The 17.72 + 0.01 Ma Tuff of Bonelli House (TB) (Ferguson & Cook, 2015; Regula et al 2015) is a pair of ignimbrites that overlie the 18.8 Ma Peach Spring Tuff (PST) in its well-known exposures around Kingman, AZ. We conducted a geochemical and petrographic investigation of TB aimed at elucidating its petrogenesis and evaluating a possible relationship to the PST, the product of a supereruption (Ferguson et al, 2013; Pamukcu et al 2013). The TB contains ~5% phenocrysts (alkali feldspar>>plag; trace biotite, quartz, apatite, Fe-Ti oxides, zircon, chevkinite); PST has a very similar assemblage, but a much higher phenocryst abundance (most outflow ~5-20%, up to 35%, mafics more prominent; Ferguson et al 2013, Ferguson & Cook, 2015, Barry et al 2015). Alkali feldspar in the TB is more sodic than that in PST (mostly anorthoclase, Ab58-69, vs sanidine, Ab40-45, SEM-EDS analysis). Whole-rock elemental chemistry of TB and typical PST outflow (XRF) documents distinctive similarities: SiO2 of TB 72-74 wt%, PST 73-76 wt%, low Sr (TB 30-90 ppm vs. PST 10-100 ppm) and Ba (<50 ppm vs 10-200 ppm). Zr is high in both, yet higher in TB: 500-900 ppm vs. ~200-300 ppm.
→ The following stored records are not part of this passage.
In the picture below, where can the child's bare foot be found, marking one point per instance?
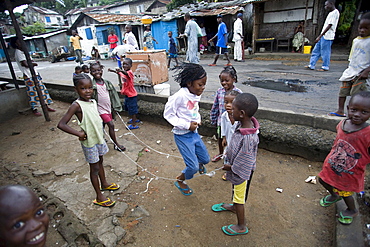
(184, 188)
(112, 186)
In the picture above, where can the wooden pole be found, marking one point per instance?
(8, 61)
(28, 58)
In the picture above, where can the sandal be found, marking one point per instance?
(190, 191)
(112, 186)
(202, 169)
(131, 127)
(216, 158)
(325, 203)
(119, 148)
(130, 121)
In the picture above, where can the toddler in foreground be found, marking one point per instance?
(23, 219)
(344, 168)
(90, 136)
(182, 112)
(240, 160)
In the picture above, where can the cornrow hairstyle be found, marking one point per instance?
(189, 72)
(128, 59)
(365, 16)
(78, 77)
(96, 63)
(232, 93)
(247, 102)
(231, 71)
(364, 94)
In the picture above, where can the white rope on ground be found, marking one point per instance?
(156, 177)
(166, 154)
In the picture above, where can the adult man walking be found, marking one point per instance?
(191, 31)
(75, 42)
(238, 38)
(221, 45)
(325, 39)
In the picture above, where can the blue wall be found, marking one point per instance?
(160, 32)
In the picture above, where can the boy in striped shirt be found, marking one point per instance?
(240, 160)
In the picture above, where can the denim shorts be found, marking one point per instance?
(221, 50)
(131, 105)
(92, 154)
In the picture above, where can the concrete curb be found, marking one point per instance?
(348, 235)
(281, 131)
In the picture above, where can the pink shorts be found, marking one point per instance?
(106, 118)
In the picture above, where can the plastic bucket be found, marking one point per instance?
(307, 49)
(162, 89)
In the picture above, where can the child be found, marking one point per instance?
(78, 70)
(240, 162)
(172, 50)
(85, 69)
(182, 111)
(355, 76)
(23, 219)
(107, 98)
(95, 53)
(344, 168)
(227, 77)
(129, 91)
(90, 135)
(228, 123)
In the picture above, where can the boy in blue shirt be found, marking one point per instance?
(221, 45)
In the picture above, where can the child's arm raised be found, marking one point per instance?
(63, 123)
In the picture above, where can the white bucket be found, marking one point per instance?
(162, 89)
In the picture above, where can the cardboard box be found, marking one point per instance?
(149, 67)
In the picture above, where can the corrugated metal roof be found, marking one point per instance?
(42, 10)
(111, 18)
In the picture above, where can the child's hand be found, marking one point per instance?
(193, 126)
(82, 136)
(226, 167)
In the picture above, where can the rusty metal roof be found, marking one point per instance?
(111, 18)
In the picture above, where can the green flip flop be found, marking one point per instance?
(345, 220)
(325, 203)
(219, 208)
(232, 232)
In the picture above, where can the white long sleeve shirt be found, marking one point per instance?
(181, 109)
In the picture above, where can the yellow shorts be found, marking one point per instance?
(239, 193)
(342, 193)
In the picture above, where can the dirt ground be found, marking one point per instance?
(273, 218)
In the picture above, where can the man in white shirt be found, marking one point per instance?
(238, 38)
(325, 39)
(130, 38)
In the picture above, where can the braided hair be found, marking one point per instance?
(78, 77)
(189, 72)
(231, 71)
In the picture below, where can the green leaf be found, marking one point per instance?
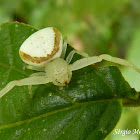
(87, 108)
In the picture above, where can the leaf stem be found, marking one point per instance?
(132, 103)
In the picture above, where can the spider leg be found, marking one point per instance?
(71, 54)
(95, 59)
(34, 80)
(35, 68)
(64, 48)
(84, 62)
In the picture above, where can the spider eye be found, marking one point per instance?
(41, 47)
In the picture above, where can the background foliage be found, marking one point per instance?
(99, 26)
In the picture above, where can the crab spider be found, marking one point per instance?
(44, 51)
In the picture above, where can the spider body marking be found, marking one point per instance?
(44, 51)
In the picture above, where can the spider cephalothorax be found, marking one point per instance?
(44, 51)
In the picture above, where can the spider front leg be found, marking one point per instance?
(34, 80)
(95, 59)
(64, 48)
(71, 54)
(35, 68)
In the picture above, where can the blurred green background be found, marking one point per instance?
(95, 26)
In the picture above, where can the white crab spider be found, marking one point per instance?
(44, 51)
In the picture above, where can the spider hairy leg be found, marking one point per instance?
(71, 54)
(64, 48)
(84, 62)
(34, 80)
(35, 68)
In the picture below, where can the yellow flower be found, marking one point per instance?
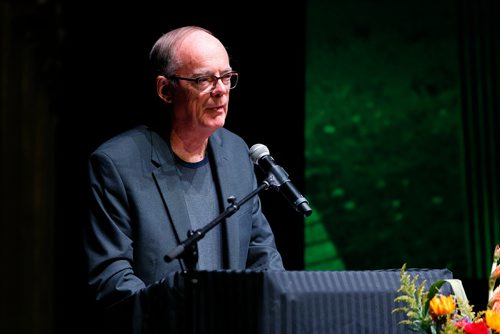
(493, 320)
(442, 305)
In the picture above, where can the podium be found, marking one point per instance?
(298, 302)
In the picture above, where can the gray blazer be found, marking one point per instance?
(138, 213)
TB Zr/Sr ranges from 5-27, high compared to ratios in other regional Miocene volcanics in the region (most < 5; Metcalf 2004) and in typical silicic igneous rocks (most < 1; Miller et al 2014), but consistent with the ratios in PST outflow (3-22; Frazier 2013; Barry et al 2015). The high Zr/Sr suggests unusually high temperatures for a highly silicic magma. Zircon saturation thermometry (Boehnke et al 2013) based on glass compositions ( SEM-EDS, LA-ICPMS) indicate a TB temperature prior to eruption of 820-850°C compared to pre-eruption T indicated by PST outflow of ~750°C (Pamukcu et al 2013). Rhyolite-MELTS further constrained the TB pre-eruption temperature to ~830-875°C, whereas MELTS suggests PST outflow T ~740°C (Pamukcu et al 2013). The PST marks a shift from trachytic to rhyolitic magmatism, apparently coinciding with an increase in magmatic temperatures (McDowell et al 2014. Data for TB reveal distinctions between TB and PST that appear to rule out a simple petrogenetic connection between these two ignimbrites, but petrochemical fingerprints suggest important similarities in process corresponding to the onset and aftermath of supervolcanism.